Date: 2004-02-26 05:00 pm (UTC)I mean, it's clear his father's views are creepy, although I think we can agree he's entitled to his opinions, crazy though they may be. He doesn't seem to be going out and beating up Jews for being Jewish or anything. And Mel has a history of acting pretty wacko about a variety of things.
But what I've been seeing the past few weeks is mostly the media (and some individual and groups) trying to paint Mel (and TPotC) as anti-Semitic without much evidence to back up either claim, using his father as the basis. (And I have to say I'm furious about that radio station calling Mel's father without revealing that they were a radio station or that they were recording the conversation. That was so far over the line they couldn't see it any more, not to mention illegal.)
Mel is quoted in numerous articles as saying yes, the Holocaust happened, so whether or not he's said specifically that his father is wrong about that is irrelevant, IMO. Again, father entitled to opinion, freedom of speech even it's wacko, etc. (Plus Mel's traditionalist Catholic beliefs would preclude publicly dishonoring his father.)
What I think is that Mel's dad is a certified wacko; Mel is super-traditional-Catholic but no more wacko about it than he's been shown to be in other ways; and TPotC is a dramatized version of the last 12 hours of Christ's life that reflects Mel's religious beliefs but that no one alive can prove definitively is right or wrong.
Whoops. Ranted.

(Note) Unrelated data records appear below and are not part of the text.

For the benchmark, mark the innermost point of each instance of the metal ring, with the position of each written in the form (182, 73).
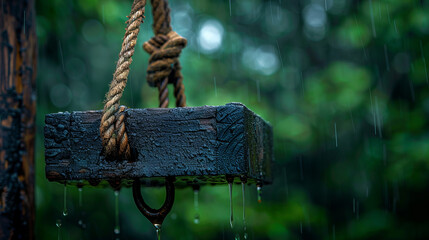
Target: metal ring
(155, 216)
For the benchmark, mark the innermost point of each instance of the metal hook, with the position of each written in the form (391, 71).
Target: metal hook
(155, 216)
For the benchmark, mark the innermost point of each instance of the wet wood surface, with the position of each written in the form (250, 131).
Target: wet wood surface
(197, 145)
(18, 58)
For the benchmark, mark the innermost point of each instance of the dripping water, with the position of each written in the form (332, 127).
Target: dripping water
(117, 230)
(158, 231)
(80, 221)
(197, 215)
(231, 211)
(259, 190)
(243, 184)
(80, 196)
(58, 224)
(65, 212)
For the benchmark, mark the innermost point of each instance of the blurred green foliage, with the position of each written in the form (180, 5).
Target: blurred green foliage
(343, 82)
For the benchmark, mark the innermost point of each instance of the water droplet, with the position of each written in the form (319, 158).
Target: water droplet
(65, 212)
(58, 223)
(243, 191)
(80, 189)
(231, 210)
(197, 215)
(259, 190)
(158, 231)
(117, 229)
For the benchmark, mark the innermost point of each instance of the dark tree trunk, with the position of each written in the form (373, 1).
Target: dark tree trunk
(18, 57)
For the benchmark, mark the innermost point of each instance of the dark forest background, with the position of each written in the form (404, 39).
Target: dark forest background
(344, 84)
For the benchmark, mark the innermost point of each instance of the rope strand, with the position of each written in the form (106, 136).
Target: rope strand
(164, 68)
(111, 130)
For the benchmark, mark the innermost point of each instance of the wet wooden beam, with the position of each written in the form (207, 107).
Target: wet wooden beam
(197, 145)
(18, 61)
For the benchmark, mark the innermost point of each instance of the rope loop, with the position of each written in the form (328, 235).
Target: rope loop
(164, 53)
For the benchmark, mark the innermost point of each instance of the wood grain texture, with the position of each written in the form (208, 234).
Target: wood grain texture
(18, 61)
(197, 145)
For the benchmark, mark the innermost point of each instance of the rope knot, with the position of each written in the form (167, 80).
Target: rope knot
(165, 51)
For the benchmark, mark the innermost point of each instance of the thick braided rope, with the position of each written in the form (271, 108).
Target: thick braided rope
(112, 126)
(165, 48)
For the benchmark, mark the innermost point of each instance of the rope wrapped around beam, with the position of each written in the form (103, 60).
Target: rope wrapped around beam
(164, 49)
(112, 126)
(164, 67)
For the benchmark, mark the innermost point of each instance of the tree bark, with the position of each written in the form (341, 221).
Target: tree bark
(18, 57)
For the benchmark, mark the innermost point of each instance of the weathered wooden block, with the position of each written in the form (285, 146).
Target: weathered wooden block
(197, 145)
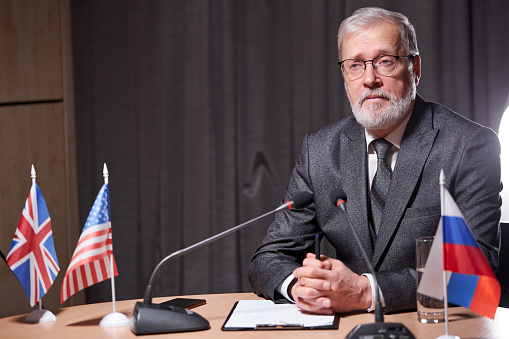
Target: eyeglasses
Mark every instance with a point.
(385, 65)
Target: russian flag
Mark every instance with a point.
(471, 282)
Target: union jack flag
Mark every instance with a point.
(32, 256)
(90, 262)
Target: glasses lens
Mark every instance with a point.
(385, 64)
(353, 68)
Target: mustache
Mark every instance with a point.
(377, 92)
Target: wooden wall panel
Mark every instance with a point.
(35, 136)
(37, 127)
(30, 57)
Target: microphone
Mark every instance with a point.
(379, 329)
(148, 318)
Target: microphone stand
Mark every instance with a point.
(148, 318)
(379, 329)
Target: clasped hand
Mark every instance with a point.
(327, 286)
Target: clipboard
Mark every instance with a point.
(254, 315)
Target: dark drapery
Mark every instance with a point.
(199, 109)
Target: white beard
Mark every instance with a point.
(374, 117)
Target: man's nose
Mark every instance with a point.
(371, 78)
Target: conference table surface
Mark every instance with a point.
(83, 322)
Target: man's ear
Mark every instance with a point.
(417, 68)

Sorry 'bout that.
Re: Hrm.
Date: 2004-02-26 05:19 pm (UTC)I'm equally creeped out by extremist intolerance for Muslims, and the fact that George Bush is "pro-Israel" -- in a manner that immediately corresponds with being "anti-Arab" -- makes it difficult to be a self-hating (rather, self-doubting?) Jew in this kind of political climate.

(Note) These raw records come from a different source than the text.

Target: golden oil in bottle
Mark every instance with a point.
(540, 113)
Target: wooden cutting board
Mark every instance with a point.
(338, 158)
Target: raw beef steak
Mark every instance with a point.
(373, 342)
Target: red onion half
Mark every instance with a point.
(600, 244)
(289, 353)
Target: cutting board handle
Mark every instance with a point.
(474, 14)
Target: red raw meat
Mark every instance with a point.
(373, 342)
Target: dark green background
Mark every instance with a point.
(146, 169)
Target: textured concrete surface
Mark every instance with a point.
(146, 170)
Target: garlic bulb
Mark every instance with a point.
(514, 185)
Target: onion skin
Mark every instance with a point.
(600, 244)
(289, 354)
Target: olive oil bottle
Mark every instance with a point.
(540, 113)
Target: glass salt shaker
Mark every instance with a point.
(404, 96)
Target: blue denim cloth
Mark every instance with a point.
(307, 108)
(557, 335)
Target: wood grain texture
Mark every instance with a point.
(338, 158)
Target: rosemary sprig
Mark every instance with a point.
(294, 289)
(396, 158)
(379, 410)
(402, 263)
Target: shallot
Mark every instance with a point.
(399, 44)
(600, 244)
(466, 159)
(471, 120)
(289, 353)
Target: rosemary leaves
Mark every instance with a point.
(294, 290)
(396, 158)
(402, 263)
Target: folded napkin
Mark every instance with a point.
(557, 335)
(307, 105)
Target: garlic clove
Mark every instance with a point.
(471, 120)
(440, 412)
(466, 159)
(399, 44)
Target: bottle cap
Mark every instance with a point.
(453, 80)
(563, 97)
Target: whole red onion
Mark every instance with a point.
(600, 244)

So, you know, with all that going on, I'm creeped out in a general creeped out sense.
no subject
Date: 2004-02-26 05:32 pm (UTC)Eh, his dad's a fascist and it may have rubbed off on his son, who tries to be more sane but may have leftover Issues?
no subject
Date: 2004-02-26 05:44 pm (UTC)I still get nervous, though, because it only takes one person to say "maybe he's right," especially with a movie as inflammatory as this (which, incidentally, I believe
color me jaded, but...
Date: 2004-02-27 10:54 am (UTC)From what I've read, the "blood curse" on the Jews is ONLY in Matthew, and that version of the Gospel was, surprise surprise, written at *exactly* the time that Christianity turned its focus from converting Jews to converting Romans. Fair and balanced, anyone?

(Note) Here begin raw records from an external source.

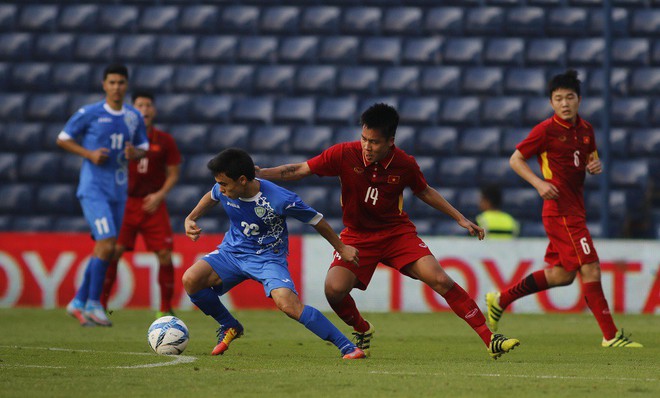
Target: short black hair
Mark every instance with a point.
(567, 80)
(119, 69)
(142, 94)
(492, 194)
(233, 162)
(381, 117)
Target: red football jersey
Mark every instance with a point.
(147, 175)
(371, 193)
(563, 151)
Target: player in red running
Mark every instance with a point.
(373, 174)
(565, 147)
(149, 181)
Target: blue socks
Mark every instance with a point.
(318, 324)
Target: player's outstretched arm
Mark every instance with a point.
(286, 172)
(346, 252)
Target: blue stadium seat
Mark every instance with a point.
(444, 20)
(480, 141)
(47, 107)
(39, 166)
(180, 48)
(95, 48)
(22, 137)
(525, 21)
(400, 79)
(551, 52)
(630, 111)
(194, 79)
(339, 49)
(118, 18)
(458, 171)
(419, 110)
(310, 140)
(55, 47)
(235, 78)
(316, 79)
(497, 171)
(361, 20)
(211, 108)
(38, 18)
(257, 110)
(159, 19)
(506, 51)
(173, 107)
(381, 50)
(8, 167)
(131, 48)
(72, 77)
(280, 19)
(631, 51)
(79, 18)
(183, 197)
(57, 199)
(483, 80)
(220, 49)
(567, 21)
(31, 76)
(484, 21)
(502, 111)
(645, 22)
(15, 46)
(190, 138)
(463, 50)
(358, 79)
(336, 110)
(271, 139)
(156, 78)
(257, 49)
(302, 49)
(320, 19)
(422, 50)
(522, 202)
(199, 18)
(645, 81)
(239, 19)
(298, 110)
(461, 110)
(275, 79)
(436, 141)
(441, 80)
(227, 136)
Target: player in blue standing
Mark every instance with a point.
(256, 247)
(110, 132)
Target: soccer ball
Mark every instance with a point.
(168, 336)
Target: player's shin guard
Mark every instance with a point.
(318, 324)
(464, 307)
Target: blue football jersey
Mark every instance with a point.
(258, 224)
(98, 126)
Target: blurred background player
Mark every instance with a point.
(149, 181)
(373, 174)
(256, 247)
(110, 132)
(565, 147)
(497, 223)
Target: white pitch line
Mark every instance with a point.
(177, 359)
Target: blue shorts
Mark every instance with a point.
(104, 218)
(233, 268)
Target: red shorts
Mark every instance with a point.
(393, 249)
(155, 228)
(570, 244)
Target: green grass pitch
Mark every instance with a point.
(45, 353)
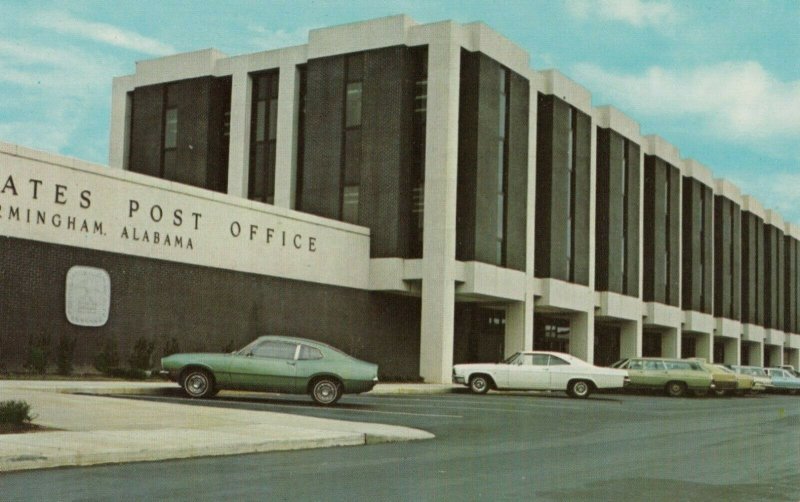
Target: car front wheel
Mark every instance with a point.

Naturally, Mel *is* donating all the profits from his S&M Jesus epic to feed starving children, right? Right? ...yeah, I thought not. Here's hoping that bit about Rich Man:Kingdom of God::Camel:Eye of Needle turns out to be true.
SR
Re: color me jaded, but...
Date: 2004-02-27 12:42 pm (UTC)I think David Geffen said the same thing, but I lost the link for the article.
Also, call me. I just left you a message.